Whether Damages Inadequate

  1. I now turn to consider whether, if there is no injunction granted but the claims of Lend Lease are ultimately vindicated, it will, in all likelihood, suffer irreparable harm for which damages will not be an adequate remedy.

  1. Lend Lease submits that there is an urgent need for this Court to deal with Lend Lease's application so as to prevent Sugar Australia from acting upon the Recourse Notice and drawing the Bank Guarantees. The urgent need arises on the basis that damages will not be an adequate remedy should Sugar Australia draw on the Recourse Notice and it ultimately be found by the Court that it had no entitlement to do so. This is said to be the case for two principal reasons, namely:

(a)            in the circumstances where Sugar Australia has paid up capital of $4 (which is not disputed), where it does not own the land where the Project is being constructed (which is owned by CSR Limited and Wilmar Sugar Pty Ltd.) and where neither of the 2 companies that own its shares are guarantors of its obligations under the Construction Contract, there is a risk that Sugar Australia may dissipate the funds drawn from the Bank Guarantees and will not be in a position to meet an immediate payment of damages. Lend Lease noted that it would appear from an Agency Agreement between Sugar Australia and its undisclosed principals, in particular clause 10.2, that Sugar Australia will be required to call on an indemnity from its undisclosed principals to ensure that it is able to meet any award of damages. However, Lend Lease says that there is no evidence before the Court that the parties to that Agency Agreement, in which the indemnity is found, have agreed to indemnify and hold harmless Sugar Australia in respect of any claims that Lend Lease might hereafter make in the event the Bank Guarantee is drawn upon and Lend Lease's claims for damages in this proceeding are ultimately to be found proven. The hitherto undisclosed principals (namely, Wilmar Sugar Refining Investments Pty Ltd (‘Wilmar’) and Mackay Sugar Limited (‘Mackay’) were only bought to light on the issue of this proceeding; and

(b)            it is claimed that Lend Lease will suffer reputational damage should the Bank Guarantees be drawn upon. In this regard, Lend Lease adduced evidence from the Group Treasurer that should the security issued on behalf of Lend Lease be called, it could impact adversely on Lend Lease Group's reputation and, as a result, the cost and availability of bank guarantee and performance bond facilities to the Lend Lease Group and its subsidiaries (which includes the Plaintiff, Lend Lease). The Chief Operating Officer for Lend Lease provides evidence to similar effect concerning the considerable reputational detriment that Lend Lease Group and Lend Lease will suffer should the Bank Guarantees be drawn upon.

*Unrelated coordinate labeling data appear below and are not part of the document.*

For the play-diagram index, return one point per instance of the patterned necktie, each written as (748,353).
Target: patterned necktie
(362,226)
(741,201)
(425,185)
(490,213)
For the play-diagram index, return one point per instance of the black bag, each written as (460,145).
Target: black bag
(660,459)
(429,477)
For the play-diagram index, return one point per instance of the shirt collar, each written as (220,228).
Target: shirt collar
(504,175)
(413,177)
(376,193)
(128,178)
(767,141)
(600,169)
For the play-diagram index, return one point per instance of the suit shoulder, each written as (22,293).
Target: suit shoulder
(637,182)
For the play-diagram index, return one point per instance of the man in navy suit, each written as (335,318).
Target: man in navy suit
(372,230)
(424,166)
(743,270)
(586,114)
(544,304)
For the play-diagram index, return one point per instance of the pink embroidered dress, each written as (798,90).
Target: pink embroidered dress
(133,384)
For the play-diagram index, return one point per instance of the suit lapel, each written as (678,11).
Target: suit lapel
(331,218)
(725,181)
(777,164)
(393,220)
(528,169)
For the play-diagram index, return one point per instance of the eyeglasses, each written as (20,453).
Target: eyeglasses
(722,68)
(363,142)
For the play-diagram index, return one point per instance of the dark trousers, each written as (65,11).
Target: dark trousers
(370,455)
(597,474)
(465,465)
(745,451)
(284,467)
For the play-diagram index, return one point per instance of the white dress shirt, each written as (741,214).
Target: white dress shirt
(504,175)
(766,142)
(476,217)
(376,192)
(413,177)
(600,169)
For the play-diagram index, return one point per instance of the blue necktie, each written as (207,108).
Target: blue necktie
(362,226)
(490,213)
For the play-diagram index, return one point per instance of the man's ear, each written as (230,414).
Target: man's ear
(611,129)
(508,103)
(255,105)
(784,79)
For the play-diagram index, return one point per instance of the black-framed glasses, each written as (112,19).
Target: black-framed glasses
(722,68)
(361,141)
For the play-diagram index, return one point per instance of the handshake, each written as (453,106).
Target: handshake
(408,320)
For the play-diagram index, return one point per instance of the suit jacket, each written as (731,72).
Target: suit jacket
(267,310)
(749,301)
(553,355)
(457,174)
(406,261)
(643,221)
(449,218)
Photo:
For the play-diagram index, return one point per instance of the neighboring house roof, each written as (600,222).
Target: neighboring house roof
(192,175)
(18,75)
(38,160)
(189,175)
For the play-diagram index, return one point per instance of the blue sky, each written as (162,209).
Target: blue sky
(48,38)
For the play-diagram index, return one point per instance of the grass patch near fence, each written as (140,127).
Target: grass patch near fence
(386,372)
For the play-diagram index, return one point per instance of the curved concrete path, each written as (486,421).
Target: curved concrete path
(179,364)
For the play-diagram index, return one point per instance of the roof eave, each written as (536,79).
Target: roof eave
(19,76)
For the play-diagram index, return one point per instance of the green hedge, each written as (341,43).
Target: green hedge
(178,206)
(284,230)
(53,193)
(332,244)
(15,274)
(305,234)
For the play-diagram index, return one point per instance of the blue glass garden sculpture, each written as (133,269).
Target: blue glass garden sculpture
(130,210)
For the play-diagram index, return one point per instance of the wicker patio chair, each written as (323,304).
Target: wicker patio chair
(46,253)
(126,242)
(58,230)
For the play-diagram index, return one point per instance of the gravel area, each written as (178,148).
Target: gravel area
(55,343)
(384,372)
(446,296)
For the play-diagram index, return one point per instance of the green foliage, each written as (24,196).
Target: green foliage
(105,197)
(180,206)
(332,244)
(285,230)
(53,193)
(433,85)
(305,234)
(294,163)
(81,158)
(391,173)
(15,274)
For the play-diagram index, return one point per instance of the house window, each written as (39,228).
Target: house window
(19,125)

  1. Sugar Australia does not dispute that it has a paid up capital of $4 or that it does not own the land at 265 Whitehall Street Yarraville, Victoria where the refined sugar station is being constructed.

  1. However, Sugar Australia submits on the evidence that Lend Lease has substantial assets. It points to the fact that Lend Lease has adduced no evidence that recourse to security will cause it substantial financial hardship or ruin.

  1. Sugar Australia submits further that in the event that Lend Lease was successful at trial in demonstrating that it was not entitled to have recourse to some or all of the security represented by the Bank Guarantees, Lend Lease would be entitled to make the necessary cash call of the joint venture participants pursuant to the terms of the Agency Agreement and Joint Venture Agreement.

  1. It says further that the Court would be entitled to find that the joint venture participants have more than sufficient assets to meet any judgment that Lend Lease may obtain against it in connection with the security. It points to evidence that as at 31 December 2013, the Sugar Australia Joint Venture (now only comprised by Mackay Sugar Limited (ACN 057463671) (Mackay) and Wilmar Sugar Refining Investments Pty Limited (ACN 057463671) (Wilmar)) had total current and non-current assets of $468, 164, 000. The evidence is that Mackay has a paid up capital of $16,677,093.44 and Wilmar has a paid up capital of $108,760,000.00.

  1. In conclusion, I take the view that if there is no injunction granted but the claims of Lend Lease are ultimately vindicated, it will, in all likelihood, suffer the irreparable harm it claims for which damages will not be an adequate remedy.

Balance of Convenience

  1. In this case I am satisfied that the balance of convenience strongly favours the grant of the injunction to preserve the status quo pending the resolution of the disputes in this proceeding.

  1. I make this finding for 3 principal reasons:

(a)            Lend Lease will in all likelihood suffer significant reputational damage should Sugar Australia cash the Bank Guarantees;

(b)            there is an appreciable risk that Sugar Australia will not be able to satisfy an award of damages should Lend Lease ultimately succeed in its claims against it; and

(c)            in comparison, I am not satisfied that there is likely to be more than minimal inconvenience to Sugar Australia should it be restrained from acting on the Recourse Notice pending the trial of the proceeding.

Orders

  1. Lend Lease offers the usual undertaking as to damages. These orders are made on the giving of that undertaking.

  1. It is ordered that: until the trial of this proceeding or further order, the Defendant, its servants and agents, are restrained from seeking recourse to the two Bank Guarantees provided by the Plaintiff in favour of the Defendant dated 28 June 2007.

  1. Directions will be made on the application of either party as to the further case management of this proceeding, including any necessary directions as to the statement of a question relating to the proper construction of clause 5.2 of the Construction Contract for hearing and determination as a separate trial pursuant to r 47.04 of the Supreme Court (General Civil Procedure) Rules 2005.

  1. I will hear the parties as to the costs of this application for the interlocutory injunction.